For more information about elliptic curves and isogeny graph $$G_{F_q}(l)$$, we refer the reader to see the Elliptic Curve chapter I wrote earlier.. Before continuing, we introduce some notations. Let $$l$$ be a small prime. Let $$N$$ be a large prime and $$p$$ be another prime such that $$p+1$$ is divisible by $$N$$. For an elliptic curve $$E/\mathbf{F}$$, define $$E[N]=\{P \in E | N_(P)=O\}$$ where $$O$$ is the infinity point. The definition and properties of Weil pairing can be found in [Unknown bib ref: BLS03]. In the construction, the authors consider the pairing $$e_N: E[N]\times E'[N] \rightarrow \mu_N$$. As the authors stated in their paper, the main important property the pairing is that, for any curves $$E$$, isogeny $$E \rightarrow E'$$ and $$P \in E[N]$$ and $$Q \in E'[N]$$ we have $$e_N(P,\hat{\phi(Q)})=e_N(\phi(P),Q)$$. Now we move to describe the VDF Construction.

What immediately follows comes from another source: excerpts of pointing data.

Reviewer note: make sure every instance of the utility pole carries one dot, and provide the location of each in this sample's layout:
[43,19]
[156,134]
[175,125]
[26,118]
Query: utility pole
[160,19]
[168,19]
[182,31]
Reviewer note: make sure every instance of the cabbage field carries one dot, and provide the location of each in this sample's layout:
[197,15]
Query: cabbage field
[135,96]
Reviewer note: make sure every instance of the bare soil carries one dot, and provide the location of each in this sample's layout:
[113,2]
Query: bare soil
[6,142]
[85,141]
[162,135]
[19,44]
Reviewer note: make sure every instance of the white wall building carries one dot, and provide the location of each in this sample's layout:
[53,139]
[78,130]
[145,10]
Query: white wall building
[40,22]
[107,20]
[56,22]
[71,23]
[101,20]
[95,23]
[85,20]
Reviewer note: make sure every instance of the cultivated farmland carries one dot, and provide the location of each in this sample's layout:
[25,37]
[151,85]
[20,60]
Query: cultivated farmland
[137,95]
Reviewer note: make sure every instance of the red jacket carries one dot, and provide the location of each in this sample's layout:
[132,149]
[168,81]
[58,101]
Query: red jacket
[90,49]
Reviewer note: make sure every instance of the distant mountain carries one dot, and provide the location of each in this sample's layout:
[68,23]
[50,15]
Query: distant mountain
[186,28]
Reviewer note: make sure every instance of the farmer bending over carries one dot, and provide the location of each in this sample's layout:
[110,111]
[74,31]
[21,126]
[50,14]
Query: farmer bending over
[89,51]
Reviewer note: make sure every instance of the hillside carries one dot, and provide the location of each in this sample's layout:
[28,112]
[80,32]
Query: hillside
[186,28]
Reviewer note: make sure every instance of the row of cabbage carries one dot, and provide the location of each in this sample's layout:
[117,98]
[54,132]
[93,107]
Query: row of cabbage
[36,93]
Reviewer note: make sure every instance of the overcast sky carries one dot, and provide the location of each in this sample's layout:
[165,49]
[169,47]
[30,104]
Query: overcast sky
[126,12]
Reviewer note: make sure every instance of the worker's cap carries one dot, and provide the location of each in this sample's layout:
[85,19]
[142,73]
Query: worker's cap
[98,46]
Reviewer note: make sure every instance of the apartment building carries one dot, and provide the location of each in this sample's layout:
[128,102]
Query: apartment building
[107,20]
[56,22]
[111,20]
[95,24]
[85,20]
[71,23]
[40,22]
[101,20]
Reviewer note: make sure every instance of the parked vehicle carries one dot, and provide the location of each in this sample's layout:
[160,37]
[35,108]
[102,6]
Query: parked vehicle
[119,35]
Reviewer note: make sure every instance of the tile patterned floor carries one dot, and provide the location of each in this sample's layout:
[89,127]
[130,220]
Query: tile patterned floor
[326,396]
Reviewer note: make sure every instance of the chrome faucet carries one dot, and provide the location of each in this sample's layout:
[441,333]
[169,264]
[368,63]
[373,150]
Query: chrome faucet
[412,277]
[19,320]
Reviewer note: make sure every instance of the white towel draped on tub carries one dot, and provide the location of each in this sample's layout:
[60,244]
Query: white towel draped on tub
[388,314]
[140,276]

$$\mathsf{Gen}(1^\lambda,t)$$: The algorithm selects a supersingular ellpitic curve $$E/ \mathbb{F}$$, then choose a direction of the supersingular isogeny graph of degree $$l$$, then compute the isogeny $$\phi E \rightarrow E'$$ of degree $$l^t$$ and its dual isogeny $$\hat{\phi}$$.

$$\mathsf{Eval}(Q)$$: For a point $$Q \in E'[N]\cap E(\mathbf{F})$$, outputs $$\hat{\phi(Q)}$$.

$$\mathsf{Verify}(E,E',P,Q,\phi(P),\hat{\phi(Q)})$$: Check that $$\hat{\phi(Q)} \in E[N]\cap E(\mathbf{F})$$ and $$e_N(P,\hat{\phi(Q)})=e_N(\phi(P),Q)$$.

The security of the VDF is based on the assumption that, to compute the isogeny the map $$\hat{\phi}$$, we are expected to walk $$t$$ times between some vertices in the isogeny graph $$G_{F_q}(l)$$. Currently, there is no efficient algorithm to find shortcut between these vertices of the graph. Finally, while the VDF is isogeny-based, it is not completely quantum secure, due to of the relation $$e_N(P,\hat{\phi(Q)})=e_N(\phi(P),Q)$$ of bilinear pairing. Since Shor's algorithm can break the pairing inversion problem [FMPS19], it can trivially recover the output $$\hat{\phi(Q)}$$ from the relation above.